General Pinochet's argument for being released is that he entered Britain on a diplomatic passport, giving him immunity from arrest or from prosecution. But diplomatic immunity did Soria no good when General Pinochet's military hitmen kidnapped, tortured and killed him, breaking his neck on 15 July 1976.

The 54-year-old veteran of the Spanish Civil War was a Spanish citizen, a United Nations diplomat serving at the Santiago regional headquarters of the UN's regional body, Cepal. He edited the publications put out by the commission's demographic department.

He was driving home in Santiago in his official beige Volkswagen, with diplomatic number plates, an hour or so earlier than usual because he had a bad headache. He was carrying his diplomatic passport. Soria was one of many Spanish victims of General Pinochet's 17-year military rule and his case has been central to Spanish judge Baltasar Garzn's attempts to bring the former dictator to trial in Spain on charges of genocide, terrorism and torture. But General Pinochet's claim to the same diplomatic immunity that should have protected Soria has added an ironic twist.

Under heavy police protection in her Santiago home after several death threats against her and one of her school-age daughters, Carmen Soria, a 38-year-old separated mother of three, described to the Independent on Sunday how her father died. She said her information came from witness reports, including statements from Soria's killers.

"He was at a crossroads five blocks from our house in the Las Condes district when four apparent policemen flagged him down on a supposed traffic offence. It emerged later they were military officers from the so-called Mulchen brigade of the military-run DINA secret police. They tortured him for hours.

"When my mother reported him missing, she was told he was being held in the El Salto barracks. When we went there, they told us he'd never been detained, but that his car had crashed into the canal, the Carmen canal no less, and that they would drain it and look for the car the next day."

Military officers handed over Soria's woollen scarf and his passport, claiming they had found them by a roadside. Police said they found his body in the car in the canal. They said there had been two empty bottles of pisco, a local schnapps, in the car, suggesting he had been drunk. The family never saw his body.

A public coroner ruled he had died in an accident, but an American coroner called in by Ms Soria's mother, Laura Gonzalez Vera, determined that his neck and several ribs had been broken.

After a long fight by the mother, who lives in Spain, and Ms Soria, who stayed, it was not until Chile returned to democracy in 1990 that the case was clarified, partly thanks to the Truth and Reconciliation Commission created by the civilian president Patricio Aylwin. It was only in 1995, almost 20 years after the murder, that a judge tried and convicted six military officers or soldiers with torturing and killing Soria.

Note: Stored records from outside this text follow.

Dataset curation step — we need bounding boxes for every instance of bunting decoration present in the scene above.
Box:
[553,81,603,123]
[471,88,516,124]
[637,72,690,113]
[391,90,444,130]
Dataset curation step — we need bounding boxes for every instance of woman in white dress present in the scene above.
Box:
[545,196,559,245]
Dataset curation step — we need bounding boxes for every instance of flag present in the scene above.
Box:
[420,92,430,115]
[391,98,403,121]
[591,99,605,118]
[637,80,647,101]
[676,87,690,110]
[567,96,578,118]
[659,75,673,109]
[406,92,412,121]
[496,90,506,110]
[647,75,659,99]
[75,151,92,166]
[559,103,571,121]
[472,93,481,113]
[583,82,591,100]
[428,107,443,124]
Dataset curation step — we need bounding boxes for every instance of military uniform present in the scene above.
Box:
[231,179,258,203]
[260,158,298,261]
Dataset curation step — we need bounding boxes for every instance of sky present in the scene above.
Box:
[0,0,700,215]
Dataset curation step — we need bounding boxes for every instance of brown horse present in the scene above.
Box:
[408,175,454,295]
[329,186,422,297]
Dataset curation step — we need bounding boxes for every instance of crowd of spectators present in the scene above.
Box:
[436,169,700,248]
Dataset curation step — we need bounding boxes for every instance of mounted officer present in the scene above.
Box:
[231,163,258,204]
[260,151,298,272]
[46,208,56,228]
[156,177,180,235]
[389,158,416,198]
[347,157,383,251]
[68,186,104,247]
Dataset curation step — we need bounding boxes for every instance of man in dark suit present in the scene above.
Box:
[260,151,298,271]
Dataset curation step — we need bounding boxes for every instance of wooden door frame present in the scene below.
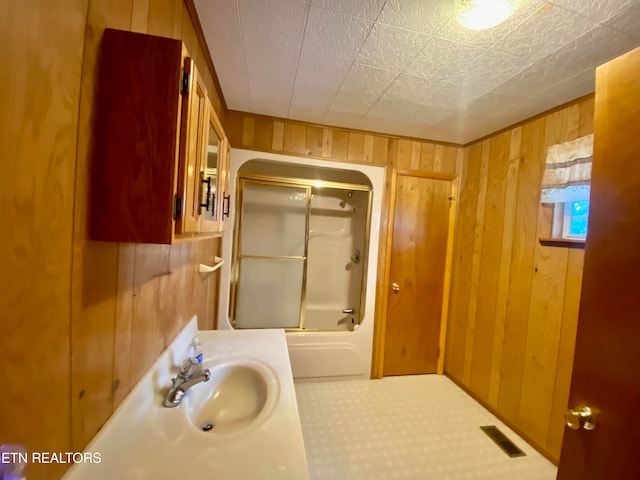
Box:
[371,168,458,378]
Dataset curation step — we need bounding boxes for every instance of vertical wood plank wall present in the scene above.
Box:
[0,0,226,479]
[445,98,593,460]
[225,111,464,377]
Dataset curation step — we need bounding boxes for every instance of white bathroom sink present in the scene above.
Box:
[181,357,279,436]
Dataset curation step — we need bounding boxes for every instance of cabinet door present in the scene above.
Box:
[218,137,231,230]
[200,105,224,232]
[176,63,209,233]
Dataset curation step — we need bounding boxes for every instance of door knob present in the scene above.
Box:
[564,405,598,430]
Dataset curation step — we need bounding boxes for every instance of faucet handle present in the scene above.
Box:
[179,357,200,379]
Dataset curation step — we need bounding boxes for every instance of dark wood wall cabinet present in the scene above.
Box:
[89,29,229,244]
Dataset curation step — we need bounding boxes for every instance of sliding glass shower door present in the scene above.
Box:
[234,179,311,328]
[231,175,371,331]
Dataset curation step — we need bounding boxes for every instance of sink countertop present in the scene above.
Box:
[64,319,309,480]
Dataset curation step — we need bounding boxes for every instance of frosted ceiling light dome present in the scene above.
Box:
[456,0,520,30]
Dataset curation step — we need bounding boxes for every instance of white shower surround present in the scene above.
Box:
[218,149,384,381]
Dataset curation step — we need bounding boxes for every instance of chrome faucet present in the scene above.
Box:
[164,357,211,408]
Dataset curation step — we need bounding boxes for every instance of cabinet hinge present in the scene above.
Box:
[173,195,182,220]
[180,68,190,95]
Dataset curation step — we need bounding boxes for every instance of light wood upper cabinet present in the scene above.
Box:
[201,99,227,232]
[89,29,228,244]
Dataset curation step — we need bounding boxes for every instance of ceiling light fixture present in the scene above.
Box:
[455,0,520,30]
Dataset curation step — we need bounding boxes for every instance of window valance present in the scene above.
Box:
[541,135,593,203]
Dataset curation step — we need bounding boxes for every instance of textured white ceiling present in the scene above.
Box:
[195,0,640,143]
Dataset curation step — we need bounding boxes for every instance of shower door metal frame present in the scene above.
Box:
[229,173,373,332]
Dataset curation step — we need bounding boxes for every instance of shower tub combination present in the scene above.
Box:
[218,150,384,381]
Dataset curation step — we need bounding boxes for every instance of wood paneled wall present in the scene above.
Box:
[445,98,593,460]
[225,111,464,378]
[0,0,225,479]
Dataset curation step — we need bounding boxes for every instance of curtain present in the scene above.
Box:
[541,135,593,203]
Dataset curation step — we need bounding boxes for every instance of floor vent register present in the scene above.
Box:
[480,425,526,457]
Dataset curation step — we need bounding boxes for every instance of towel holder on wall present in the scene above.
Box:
[198,255,224,273]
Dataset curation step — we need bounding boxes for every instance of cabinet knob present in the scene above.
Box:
[200,172,215,212]
[222,195,231,218]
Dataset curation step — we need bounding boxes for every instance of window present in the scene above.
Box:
[551,200,589,240]
[562,200,589,238]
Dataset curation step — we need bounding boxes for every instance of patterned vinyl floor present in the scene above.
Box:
[296,375,556,480]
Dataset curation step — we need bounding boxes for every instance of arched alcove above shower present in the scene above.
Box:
[238,159,373,189]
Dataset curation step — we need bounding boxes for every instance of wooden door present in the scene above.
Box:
[383,173,453,375]
[558,49,640,480]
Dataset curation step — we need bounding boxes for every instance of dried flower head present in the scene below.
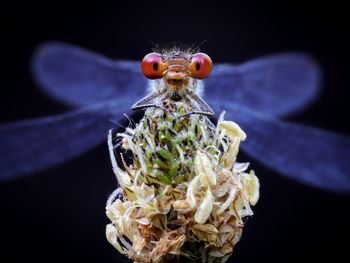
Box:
[106,101,259,262]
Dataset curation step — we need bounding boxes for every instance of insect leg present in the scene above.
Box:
[188,92,215,116]
[131,89,166,110]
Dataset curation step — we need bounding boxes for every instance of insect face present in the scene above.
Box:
[141,52,212,90]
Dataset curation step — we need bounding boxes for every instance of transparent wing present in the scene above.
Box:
[205,53,321,116]
[32,42,147,106]
[215,103,350,193]
[0,100,129,181]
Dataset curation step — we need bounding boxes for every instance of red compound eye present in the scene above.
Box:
[189,53,213,79]
[141,53,165,79]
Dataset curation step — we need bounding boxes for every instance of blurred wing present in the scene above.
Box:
[205,53,321,116]
[32,42,147,106]
[0,100,127,181]
[211,104,350,193]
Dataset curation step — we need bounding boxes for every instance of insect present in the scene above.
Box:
[0,42,350,192]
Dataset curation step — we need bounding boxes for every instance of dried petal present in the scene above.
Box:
[243,170,260,205]
[218,121,247,141]
[194,151,216,185]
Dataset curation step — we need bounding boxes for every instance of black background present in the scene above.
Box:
[0,1,350,262]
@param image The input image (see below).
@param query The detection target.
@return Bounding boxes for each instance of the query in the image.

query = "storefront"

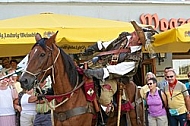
[0,0,190,82]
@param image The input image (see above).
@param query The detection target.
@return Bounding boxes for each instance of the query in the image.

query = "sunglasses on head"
[166,75,174,78]
[147,83,153,86]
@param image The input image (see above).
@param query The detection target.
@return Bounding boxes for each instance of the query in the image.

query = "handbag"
[169,109,179,116]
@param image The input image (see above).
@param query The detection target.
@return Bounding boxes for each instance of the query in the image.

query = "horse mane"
[57,46,78,87]
[32,38,78,87]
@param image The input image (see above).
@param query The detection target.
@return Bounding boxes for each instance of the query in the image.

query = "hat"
[131,21,146,46]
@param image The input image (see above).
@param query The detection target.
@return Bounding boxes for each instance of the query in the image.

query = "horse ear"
[47,31,58,46]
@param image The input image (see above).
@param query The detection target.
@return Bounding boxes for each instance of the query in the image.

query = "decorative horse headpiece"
[131,21,158,58]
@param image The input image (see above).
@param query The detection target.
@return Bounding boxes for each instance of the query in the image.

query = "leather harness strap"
[97,48,131,56]
[53,106,88,122]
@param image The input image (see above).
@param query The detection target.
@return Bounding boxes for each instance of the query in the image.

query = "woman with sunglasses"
[146,78,168,126]
[164,69,190,126]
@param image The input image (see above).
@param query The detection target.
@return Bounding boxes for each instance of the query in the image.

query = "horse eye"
[40,53,45,57]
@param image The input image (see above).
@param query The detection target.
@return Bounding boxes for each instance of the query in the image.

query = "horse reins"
[24,46,84,110]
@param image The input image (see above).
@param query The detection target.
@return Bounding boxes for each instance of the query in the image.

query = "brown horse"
[84,21,156,126]
[20,33,93,126]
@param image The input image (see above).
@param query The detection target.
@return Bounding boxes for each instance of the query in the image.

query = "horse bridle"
[24,43,60,84]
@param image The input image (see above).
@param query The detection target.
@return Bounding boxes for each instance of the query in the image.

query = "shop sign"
[140,13,190,31]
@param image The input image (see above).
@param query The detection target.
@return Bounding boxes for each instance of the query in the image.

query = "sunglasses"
[147,83,153,86]
[166,76,174,78]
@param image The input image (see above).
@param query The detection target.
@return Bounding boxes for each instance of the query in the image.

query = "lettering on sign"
[140,13,190,31]
[0,32,36,39]
[60,44,86,50]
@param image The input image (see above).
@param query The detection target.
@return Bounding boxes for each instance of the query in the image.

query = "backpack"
[146,90,165,108]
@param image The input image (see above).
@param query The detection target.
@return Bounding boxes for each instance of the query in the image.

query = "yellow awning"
[0,13,137,57]
[153,23,190,52]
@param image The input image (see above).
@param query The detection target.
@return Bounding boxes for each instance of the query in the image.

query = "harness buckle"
[110,54,119,65]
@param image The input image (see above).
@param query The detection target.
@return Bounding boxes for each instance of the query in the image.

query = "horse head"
[20,33,59,90]
[131,21,158,58]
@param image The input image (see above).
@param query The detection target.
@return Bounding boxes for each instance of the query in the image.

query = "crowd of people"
[140,67,190,126]
[0,58,53,126]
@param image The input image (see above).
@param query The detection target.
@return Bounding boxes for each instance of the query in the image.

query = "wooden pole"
[84,62,100,112]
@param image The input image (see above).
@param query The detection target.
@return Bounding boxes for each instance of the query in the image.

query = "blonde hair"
[145,72,156,81]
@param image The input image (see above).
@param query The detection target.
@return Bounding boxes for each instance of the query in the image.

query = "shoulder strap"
[18,91,24,106]
[158,90,165,107]
[145,91,149,109]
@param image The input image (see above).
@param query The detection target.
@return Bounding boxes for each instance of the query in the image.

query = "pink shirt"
[147,90,166,117]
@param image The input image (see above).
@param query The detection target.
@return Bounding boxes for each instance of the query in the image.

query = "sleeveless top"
[147,90,166,117]
[0,87,15,116]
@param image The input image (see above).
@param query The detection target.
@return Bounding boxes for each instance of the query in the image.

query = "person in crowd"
[164,69,190,126]
[0,74,18,126]
[10,59,18,70]
[146,78,168,126]
[34,79,54,126]
[185,71,190,94]
[140,72,156,99]
[157,67,172,90]
[20,89,38,126]
[140,72,156,126]
[1,58,11,74]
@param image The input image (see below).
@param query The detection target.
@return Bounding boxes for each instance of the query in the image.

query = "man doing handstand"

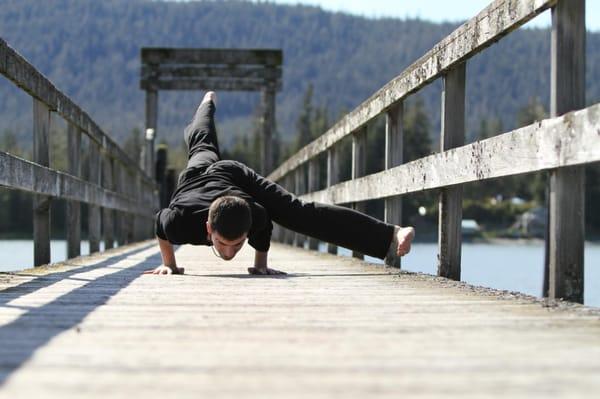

But the only two who showed up for the trial, DINA agents Guillermo Salinas and Patricio Quilot, were released on a bond of 10,000 pesos (pounds 13) each after the judge ruled that they were covered by an amnesty law passed by General Pinochet. At least two of the other officers are still in active service.

Salinas and Quilot described in court how they had used a Nazi-era technique known as desnucar - literally de-necking - jamming Soria's head between two steel steps then stomping on his back. The regime reportedly suspected Mr Soria - an anarchist during the Spanish Civil War - of using his diplomatic position to establish and maintain links with underground communists in Chile.

The Soria family - Carmelo was the grandson of Arturo Soria, a distinguished Madrid architect whose memory is honoured in the Spanish capital - had received confirmation of those facts from former UN secretary-general Boutros Boutros Ghali and his successor Kofi Annan, Ms Soria said. Spanish judges eventually took on the family's case and it became an important factor in the extradition request for General Pinochet.

Ms Soria at first appeared at some of the demonstrations in favour of his detention. But she immediately received death threats, presumably from the general's supporters.